For the people of Israel for whom Jeremiah wrote, this prayer was not answered in the way they had hoped. As darkness encroaches, our prayer can often be for it to be kept at bay. But the people saw their holy city besieged, their temple destroyed, their land laid waste, and many of their compatriots carried off into exile. Was God deaf to their plea?
Or for the early Christians, marked by Easter hope, there was the contradiction of living through calamity and persecution. Will not God spare his elect? What does faith have to say in the face of so much that threatens to overwhelm? Where is the light that shines in the darkness?
To see the light you have first to stop avoiding the darkness. We can’t always see it when we’ve got all the artificial lights turned up to full beam. This is why Advent begins in the dark. It’s where we learn to hope.

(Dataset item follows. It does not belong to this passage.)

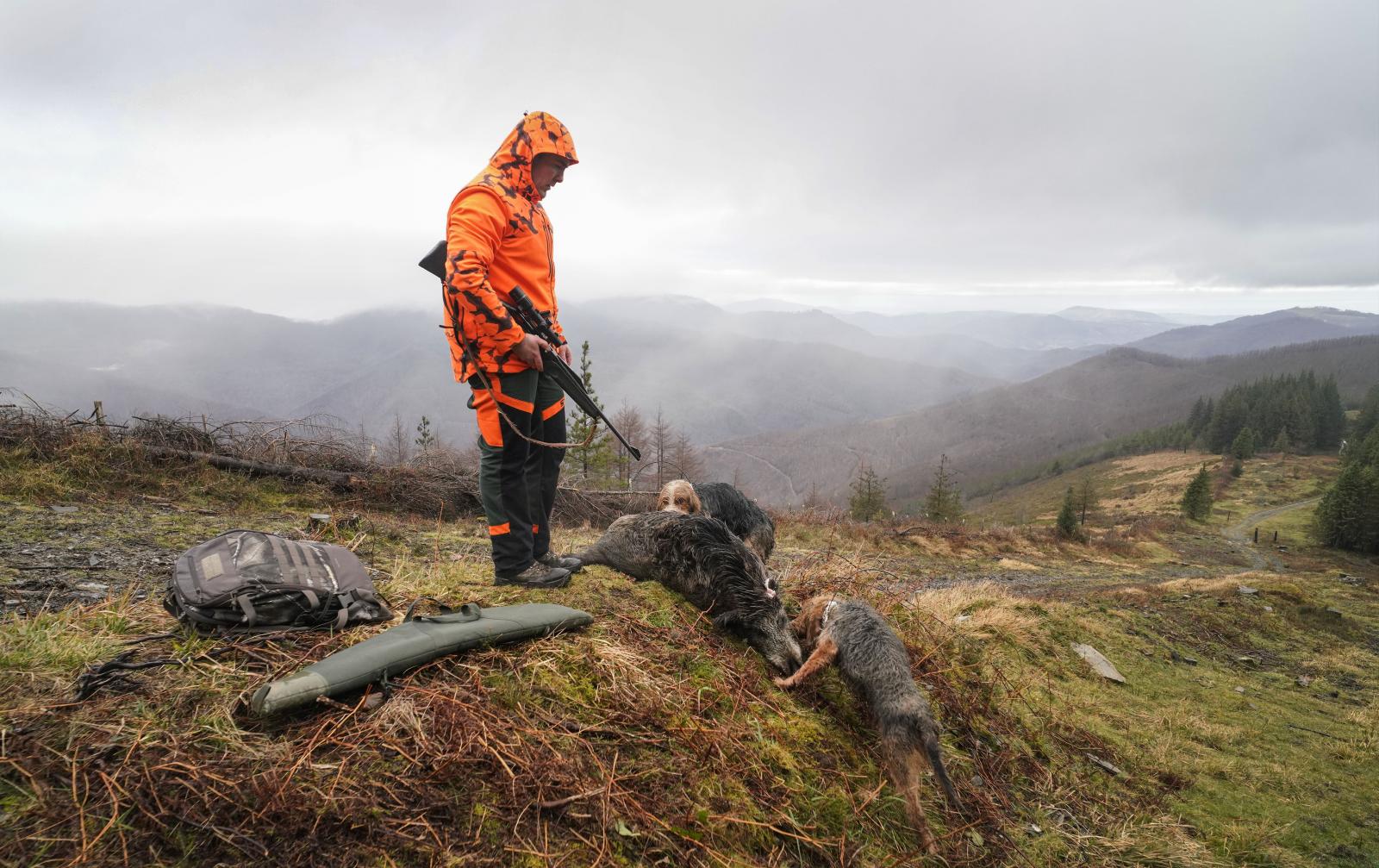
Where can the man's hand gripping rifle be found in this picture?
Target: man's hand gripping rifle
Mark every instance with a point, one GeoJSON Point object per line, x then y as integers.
{"type": "Point", "coordinates": [538, 323]}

And it’s in the darkness that we learn what to hope for. I often start by hoping that God will lift me out of the darkness, or make it go away. I imagine the Israelites hoped that God would stop the invading Babylonians in their tracks and preserve the temple, just as the early Christians hoped that God would spare them from persecution and suffering.
But in the darkness they learn something else. For Jerusalem falls. The church is scattered, or martyred. But they find that the God who dwells in the light also dwells in the darkness. In exile the people discover that God now writes his covenant on their hearts. From the persecutions the gospel goes out into all lands and the early Christians discover a hope that endures even through death. Others praying in the darkness of loss or guilt or shame or fear who may hope initially for their undoing are met in the darkness by a presence that holds out promise, like a bud curled tightly on a bare branch ready to unfurl into new life.

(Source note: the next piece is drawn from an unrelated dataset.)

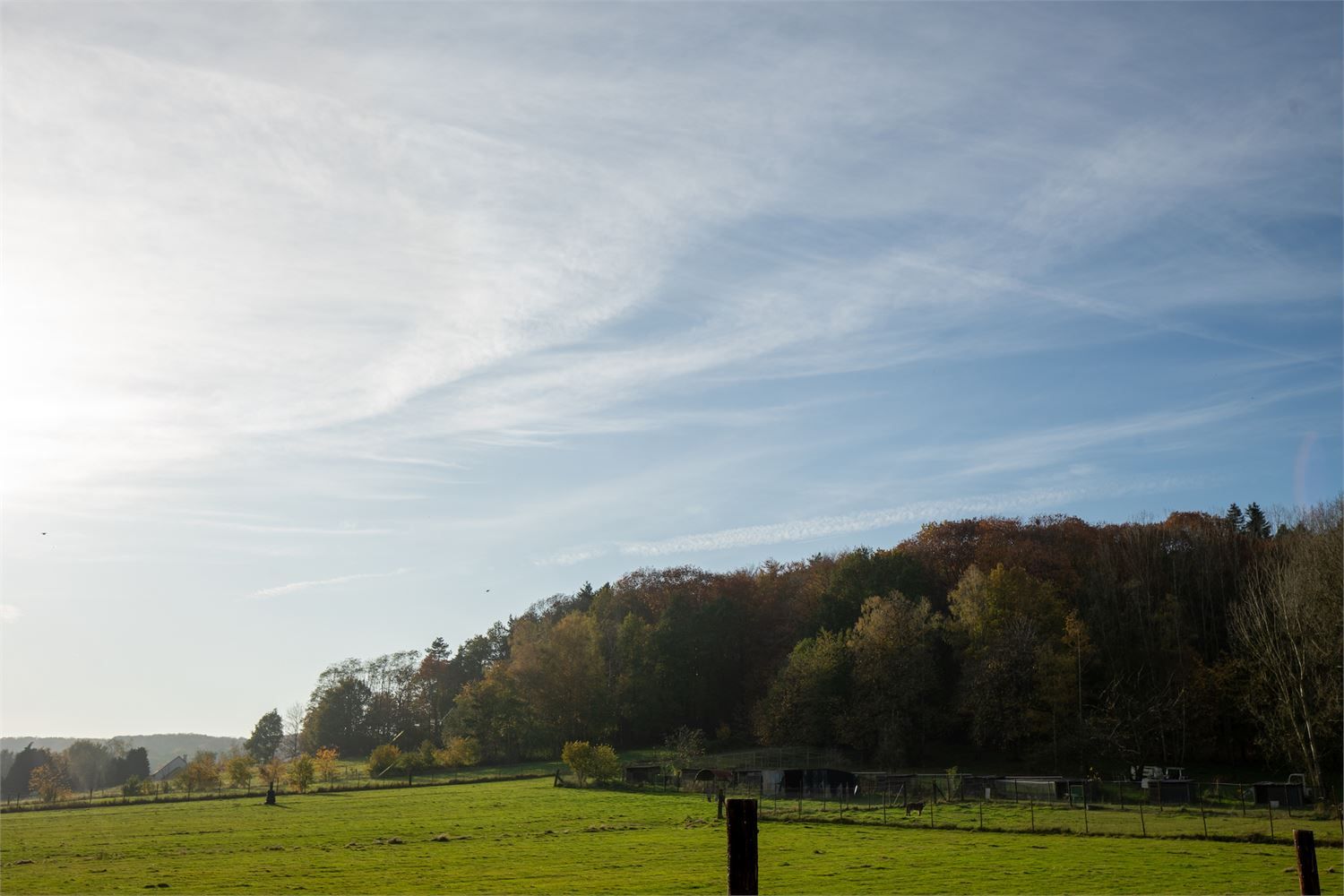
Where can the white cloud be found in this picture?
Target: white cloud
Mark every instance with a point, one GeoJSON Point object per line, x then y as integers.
{"type": "Point", "coordinates": [317, 583]}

To wait in the Advent darkness is to wait upon this presence. We may find that the darkness starts off being filled with lament, as loss is expressed; or fear, as things we normally keep hidden start to surface. We may find ourselves feeling awkward or foolish, wondering if God is there at all, as doubts linger in the shadows. Or we may find relief, that here is a place where it’s okay not to be okay, where we recognise that our own strength and will can only take us so far, where we plead tentatively, ‘Come, Lord’.
And he does. Over the years I have prayed in the darkness for situations I am powerless to change, and for people for whom my heart breaks. I have prayed in anger and grief and fear and loss. I have welcomed the darkness as a place that hides my tears, and fought it as a place that asks for truths I haven’t wanted to face. In different words and in different situations I have whispered Advent’s prayer, ‘Come, Lord.’

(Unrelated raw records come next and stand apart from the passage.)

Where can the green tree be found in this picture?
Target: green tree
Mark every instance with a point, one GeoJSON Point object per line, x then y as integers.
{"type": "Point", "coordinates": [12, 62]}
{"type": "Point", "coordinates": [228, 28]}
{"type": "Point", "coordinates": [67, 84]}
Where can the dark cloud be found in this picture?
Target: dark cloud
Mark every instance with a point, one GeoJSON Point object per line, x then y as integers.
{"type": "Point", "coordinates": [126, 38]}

He doesn’t usually come with a grand gesture or dramatic intervention. He comes in the graces given: of courage to face difficulty, of kindness to extend to others, of forgiveness that uproots even the stubbornest guilt. He comes in mercy that makes truth bearable, in consolation that comforts grief, and sometimes simply in strength to go on. He comes in the hug of a friend, through the prayers of others, in the hand extended in help or support.
He comes always as Emmanuel, God-with-us. When I hope for a God who will draw me out of the darkness I am met by the God who joins me in the darkness – who is born into it, crucified in it, and held by it for three days in the tomb. But his sharing of it means that there is no darkness which he cannot reach, no place where that bud of hope cannot unfurl to bring newness.
When I pray here in the darkness the only light is that given by the candles still burning in church. But those candles show me that in the darkness I am not alone. I am accompanied by the prayers of the saints, on earth and in heaven. I am kept company by Christ, present in the Sacrament as he is present in the world he loves. And so my prayer takes shape, gathered up out of the shadows, given courage and company by those flickering flames: Come, Lord. Come, darkness. Come, Emmanuel.